- Theatrical release poster
- Directed by: Kushan Nandy
- Written by: Ghalib Asad Bhopali
- Produced by: Kiran Shroff; Naeem Siddiqui;
- Starring: Nawazuddin Siddiqui Neha Sharma Zarina Wahab
- Cinematography: Sourabh Waghmare
- Edited by: Virendra Gharse
- Music by: Score: Anup Bhat Songs: Tanishk Bagchi Meet Bros Hitesh Modak
- Production company: Touchwood Multimedia Creations
- Distributed by: AA Films
- Release date: 26 May 2023;
- Running time: 121 minutes
- Country: India
- Language: Hindi
- Budget: est. ₹25 crore
- Box office: est. ₹1.75 crore

= Jogira Sara Ra Ra =

2023 Indian romantic comedy film

Jogira Sara Ra Ra is a 2023 Indian Hindi-language romantic comedy film written by Ghalib Asad Bhopali and directed by Kushan Nandy and jointly produced by Kiran Shroff and Naeem Siddiqui. The film stars Nawazuddin Siddiqui and Neha Sharma, alongside Sanjay Mishra and Mahaakshay Chakraborty in supporting roles. It was released theatrically on 26 May 2023.

== Cast ==
- Nawazuddin Siddiqui as Jogi Pratap
- Neha Sharma as Dimple Chaubey
- Sanjay Mishra as Chacha Chaudhry
- Mahaakshay Chakraborty as Lallu
- Zarina Wahab
- Suman Patel as Sarita
- Ananya Thakur as Lalita
- Aanshi pal as Babita
- Manisha Gupta as Kavita
- Nikki Tamboli as Item number in the song "Cocktail"

== Production ==
The principal photography began on 27 February 2021. The film was wrapped up on 7 April 2021.

== Music ==

The songs are composed by Meet Bros, Tanishk Bagchi and Hitesh Modak while the song lyrics are written by Lavraj, Kumaar and Vayu.

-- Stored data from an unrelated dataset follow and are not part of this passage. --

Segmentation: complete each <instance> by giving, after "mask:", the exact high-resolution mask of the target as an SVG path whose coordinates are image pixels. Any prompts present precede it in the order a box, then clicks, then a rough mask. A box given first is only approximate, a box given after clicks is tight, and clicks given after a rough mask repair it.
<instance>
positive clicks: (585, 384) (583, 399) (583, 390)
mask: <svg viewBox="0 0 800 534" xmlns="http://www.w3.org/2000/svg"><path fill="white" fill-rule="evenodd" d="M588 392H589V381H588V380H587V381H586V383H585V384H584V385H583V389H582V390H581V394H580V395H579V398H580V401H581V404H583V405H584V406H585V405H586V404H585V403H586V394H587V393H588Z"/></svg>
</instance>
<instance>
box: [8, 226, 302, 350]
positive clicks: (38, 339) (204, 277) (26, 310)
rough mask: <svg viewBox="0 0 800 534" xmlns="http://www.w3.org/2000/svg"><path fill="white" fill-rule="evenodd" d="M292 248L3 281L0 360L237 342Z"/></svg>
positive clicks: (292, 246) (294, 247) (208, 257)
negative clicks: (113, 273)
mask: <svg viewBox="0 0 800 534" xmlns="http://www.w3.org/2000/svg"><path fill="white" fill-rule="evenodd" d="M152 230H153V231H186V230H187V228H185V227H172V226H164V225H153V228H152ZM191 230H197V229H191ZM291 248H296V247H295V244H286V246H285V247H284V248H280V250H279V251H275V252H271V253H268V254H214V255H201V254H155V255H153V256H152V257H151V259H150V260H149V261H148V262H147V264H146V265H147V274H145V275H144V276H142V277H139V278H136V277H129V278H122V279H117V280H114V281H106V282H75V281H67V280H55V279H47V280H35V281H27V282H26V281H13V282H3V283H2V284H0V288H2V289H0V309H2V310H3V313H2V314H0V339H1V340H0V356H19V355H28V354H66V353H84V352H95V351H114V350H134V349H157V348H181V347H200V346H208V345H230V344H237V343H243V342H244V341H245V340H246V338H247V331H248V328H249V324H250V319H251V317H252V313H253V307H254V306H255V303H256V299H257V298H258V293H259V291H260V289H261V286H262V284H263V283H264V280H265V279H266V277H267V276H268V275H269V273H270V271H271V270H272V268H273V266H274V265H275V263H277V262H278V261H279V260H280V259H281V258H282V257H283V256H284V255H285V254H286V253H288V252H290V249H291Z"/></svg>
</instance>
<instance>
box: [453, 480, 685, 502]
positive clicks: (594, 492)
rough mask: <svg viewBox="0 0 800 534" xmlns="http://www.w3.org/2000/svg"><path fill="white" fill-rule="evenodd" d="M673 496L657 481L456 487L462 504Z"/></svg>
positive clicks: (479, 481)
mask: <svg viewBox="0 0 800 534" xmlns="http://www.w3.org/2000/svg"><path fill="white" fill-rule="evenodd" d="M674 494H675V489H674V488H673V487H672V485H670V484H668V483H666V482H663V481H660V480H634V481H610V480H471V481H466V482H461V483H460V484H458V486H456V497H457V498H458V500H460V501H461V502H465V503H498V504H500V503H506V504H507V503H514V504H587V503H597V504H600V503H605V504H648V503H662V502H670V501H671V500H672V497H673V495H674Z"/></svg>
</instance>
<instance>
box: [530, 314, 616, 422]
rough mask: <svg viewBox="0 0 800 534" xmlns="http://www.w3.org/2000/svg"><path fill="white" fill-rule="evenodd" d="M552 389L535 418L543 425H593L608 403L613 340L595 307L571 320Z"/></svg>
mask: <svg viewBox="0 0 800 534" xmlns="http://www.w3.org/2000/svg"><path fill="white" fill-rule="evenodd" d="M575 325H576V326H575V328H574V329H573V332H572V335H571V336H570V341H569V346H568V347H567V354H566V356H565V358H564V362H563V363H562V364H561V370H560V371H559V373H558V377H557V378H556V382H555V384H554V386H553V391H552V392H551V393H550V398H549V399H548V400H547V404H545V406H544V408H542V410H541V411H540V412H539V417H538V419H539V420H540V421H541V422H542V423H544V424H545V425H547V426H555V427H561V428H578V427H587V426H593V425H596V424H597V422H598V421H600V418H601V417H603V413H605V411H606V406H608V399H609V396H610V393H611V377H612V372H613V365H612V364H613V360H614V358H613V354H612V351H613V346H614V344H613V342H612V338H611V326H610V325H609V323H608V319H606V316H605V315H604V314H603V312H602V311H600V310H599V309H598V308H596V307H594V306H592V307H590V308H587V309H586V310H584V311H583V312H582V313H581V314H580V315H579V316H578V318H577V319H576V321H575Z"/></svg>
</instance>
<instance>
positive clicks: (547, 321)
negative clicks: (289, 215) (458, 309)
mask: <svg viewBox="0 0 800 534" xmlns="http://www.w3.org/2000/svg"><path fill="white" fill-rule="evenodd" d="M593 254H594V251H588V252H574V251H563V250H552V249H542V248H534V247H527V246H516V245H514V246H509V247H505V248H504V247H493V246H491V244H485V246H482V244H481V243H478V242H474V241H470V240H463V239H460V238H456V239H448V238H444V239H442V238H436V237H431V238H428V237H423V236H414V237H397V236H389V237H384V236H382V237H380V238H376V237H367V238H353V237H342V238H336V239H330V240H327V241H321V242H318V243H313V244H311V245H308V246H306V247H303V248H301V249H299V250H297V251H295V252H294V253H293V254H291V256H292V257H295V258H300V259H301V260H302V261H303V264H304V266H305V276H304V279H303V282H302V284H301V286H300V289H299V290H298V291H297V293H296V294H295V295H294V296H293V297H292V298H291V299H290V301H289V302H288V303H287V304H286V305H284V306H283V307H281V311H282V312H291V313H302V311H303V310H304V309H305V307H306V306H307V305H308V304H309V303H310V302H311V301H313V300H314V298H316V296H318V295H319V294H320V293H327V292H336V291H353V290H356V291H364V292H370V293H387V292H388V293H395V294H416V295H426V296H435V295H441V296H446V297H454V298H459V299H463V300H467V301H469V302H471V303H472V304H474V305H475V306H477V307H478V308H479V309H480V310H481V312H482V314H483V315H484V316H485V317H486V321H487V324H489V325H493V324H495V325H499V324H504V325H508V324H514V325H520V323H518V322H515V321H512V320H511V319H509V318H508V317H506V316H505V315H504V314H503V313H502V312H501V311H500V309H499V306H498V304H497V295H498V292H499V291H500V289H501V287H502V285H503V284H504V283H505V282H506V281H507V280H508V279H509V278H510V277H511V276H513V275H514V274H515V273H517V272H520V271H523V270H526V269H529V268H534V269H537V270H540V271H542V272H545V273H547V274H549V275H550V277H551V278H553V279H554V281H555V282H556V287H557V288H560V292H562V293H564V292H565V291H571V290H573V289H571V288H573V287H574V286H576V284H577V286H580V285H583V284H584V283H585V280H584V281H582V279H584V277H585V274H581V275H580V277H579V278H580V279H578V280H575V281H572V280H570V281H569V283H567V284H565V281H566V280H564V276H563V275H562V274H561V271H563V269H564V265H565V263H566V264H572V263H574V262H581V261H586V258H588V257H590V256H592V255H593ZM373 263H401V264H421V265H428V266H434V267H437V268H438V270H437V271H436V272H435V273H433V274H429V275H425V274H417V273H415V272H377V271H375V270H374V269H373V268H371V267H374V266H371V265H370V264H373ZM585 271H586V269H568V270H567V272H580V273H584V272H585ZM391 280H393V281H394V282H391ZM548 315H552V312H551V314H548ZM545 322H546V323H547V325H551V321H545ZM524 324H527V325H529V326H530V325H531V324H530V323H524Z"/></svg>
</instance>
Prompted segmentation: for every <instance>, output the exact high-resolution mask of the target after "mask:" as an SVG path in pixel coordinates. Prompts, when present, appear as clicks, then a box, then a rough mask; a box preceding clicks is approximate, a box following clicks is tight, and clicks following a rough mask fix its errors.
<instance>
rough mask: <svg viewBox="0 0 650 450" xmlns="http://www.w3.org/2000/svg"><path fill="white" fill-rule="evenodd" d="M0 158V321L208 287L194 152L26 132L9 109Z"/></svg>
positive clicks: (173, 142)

| No. | Title | Lyrics | Music | Singer(s) | Length |
|---|---|---|---|---|---|
| 1. | "Babua" | Lavraj | Hitesh Modak | Suvarna Tiwari, Anandi Joshi | 3:10 |
| 2. | "Torture" | Kumaar | Meet Bros | Jonita Gandhi, Meet Bros | 3:37 |
| 3. | "Cocktail" | Vayu | Tanishk Bagchi | Nakash Aziz, Nikhita Gandhi | 2:27 |
| Total length: |  |  |  |  | 9:14 |

==Reception==
===Box office===
As of 30 May, Jogira Sara Ra Ra collected 1.93 crore.